Beyond the Scoreboard: Why Automated Essay Scoring Needs a New Direction

Imagine a high school English teacher sitting at their desk on a Sunday evening. In front of them is a stack of 150 essays on “The Effects of Computers on Society.” Grading each one takes at least 10 minutes. That is 25 hours of work—just for one assignment.

This scenario is the driving force behind Automated Essay Scoring (AES). For over 50 years, researchers have been chasing the holy grail of Natural Language Processing (NLP): a system that can read a student’s essay and instantly assign a score that matches what a human expert would give.

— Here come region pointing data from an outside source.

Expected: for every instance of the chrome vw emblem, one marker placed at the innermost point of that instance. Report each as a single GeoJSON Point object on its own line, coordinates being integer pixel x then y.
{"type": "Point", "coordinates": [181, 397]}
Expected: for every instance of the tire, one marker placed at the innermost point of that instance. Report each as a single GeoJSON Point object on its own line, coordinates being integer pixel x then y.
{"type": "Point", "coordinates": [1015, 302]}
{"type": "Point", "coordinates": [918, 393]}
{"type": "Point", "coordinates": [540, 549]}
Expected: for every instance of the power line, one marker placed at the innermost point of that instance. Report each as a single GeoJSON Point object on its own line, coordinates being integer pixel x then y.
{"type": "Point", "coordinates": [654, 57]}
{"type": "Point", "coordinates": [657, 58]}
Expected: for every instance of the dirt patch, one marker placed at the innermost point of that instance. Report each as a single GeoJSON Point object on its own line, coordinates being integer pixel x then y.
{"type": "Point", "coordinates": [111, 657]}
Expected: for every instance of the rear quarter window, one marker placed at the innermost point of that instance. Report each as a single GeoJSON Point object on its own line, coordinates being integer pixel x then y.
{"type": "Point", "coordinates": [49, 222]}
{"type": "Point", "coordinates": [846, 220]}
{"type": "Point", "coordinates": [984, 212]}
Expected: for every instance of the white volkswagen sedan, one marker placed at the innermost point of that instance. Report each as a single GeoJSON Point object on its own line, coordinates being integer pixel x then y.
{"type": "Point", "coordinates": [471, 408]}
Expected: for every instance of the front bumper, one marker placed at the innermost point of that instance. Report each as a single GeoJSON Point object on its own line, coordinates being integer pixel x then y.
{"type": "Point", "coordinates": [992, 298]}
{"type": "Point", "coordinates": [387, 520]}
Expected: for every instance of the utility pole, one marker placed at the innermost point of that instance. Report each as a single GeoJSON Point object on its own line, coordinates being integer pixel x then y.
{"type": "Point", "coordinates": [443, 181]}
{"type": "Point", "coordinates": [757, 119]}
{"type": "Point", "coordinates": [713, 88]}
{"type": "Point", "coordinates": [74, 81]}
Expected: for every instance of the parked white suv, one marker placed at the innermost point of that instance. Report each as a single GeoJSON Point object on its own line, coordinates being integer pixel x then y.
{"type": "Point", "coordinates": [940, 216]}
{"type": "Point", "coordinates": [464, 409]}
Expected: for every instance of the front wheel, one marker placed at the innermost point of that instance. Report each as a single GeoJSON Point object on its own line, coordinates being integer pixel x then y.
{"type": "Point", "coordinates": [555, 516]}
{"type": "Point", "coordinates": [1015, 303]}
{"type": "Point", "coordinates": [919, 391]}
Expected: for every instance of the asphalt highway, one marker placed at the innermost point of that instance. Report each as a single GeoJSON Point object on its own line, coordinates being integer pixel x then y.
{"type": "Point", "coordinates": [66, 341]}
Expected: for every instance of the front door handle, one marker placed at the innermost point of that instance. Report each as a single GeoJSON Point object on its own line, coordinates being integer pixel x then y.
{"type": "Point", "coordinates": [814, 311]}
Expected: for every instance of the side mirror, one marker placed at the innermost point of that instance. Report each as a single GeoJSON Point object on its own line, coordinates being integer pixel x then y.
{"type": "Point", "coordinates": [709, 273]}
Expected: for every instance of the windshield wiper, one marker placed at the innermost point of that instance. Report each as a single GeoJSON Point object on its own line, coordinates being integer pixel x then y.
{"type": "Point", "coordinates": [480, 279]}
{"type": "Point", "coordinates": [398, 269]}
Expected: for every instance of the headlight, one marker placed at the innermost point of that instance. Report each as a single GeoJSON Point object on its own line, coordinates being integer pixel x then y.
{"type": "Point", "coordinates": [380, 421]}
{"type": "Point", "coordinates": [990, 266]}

In the last decade, we have seen massive leaps in performance. Fueled by deep learning and large datasets, modern AES systems are achieving correlation scores with human graders that were previously thought impossible. However, a recent position paper by researchers Shengjie Li and Vincent Ng from the University of Texas at Dallas suggests that the field might be running in the wrong direction.

In this deep dive, we will explore their paper, “Automated Essay Scoring: A Reflection on the State of the Art.” We will unpack how the obsession with beating benchmark numbers might be stalling real progress, and we will look at the seven distinct recommendations the authors propose to fix the future of essay grading.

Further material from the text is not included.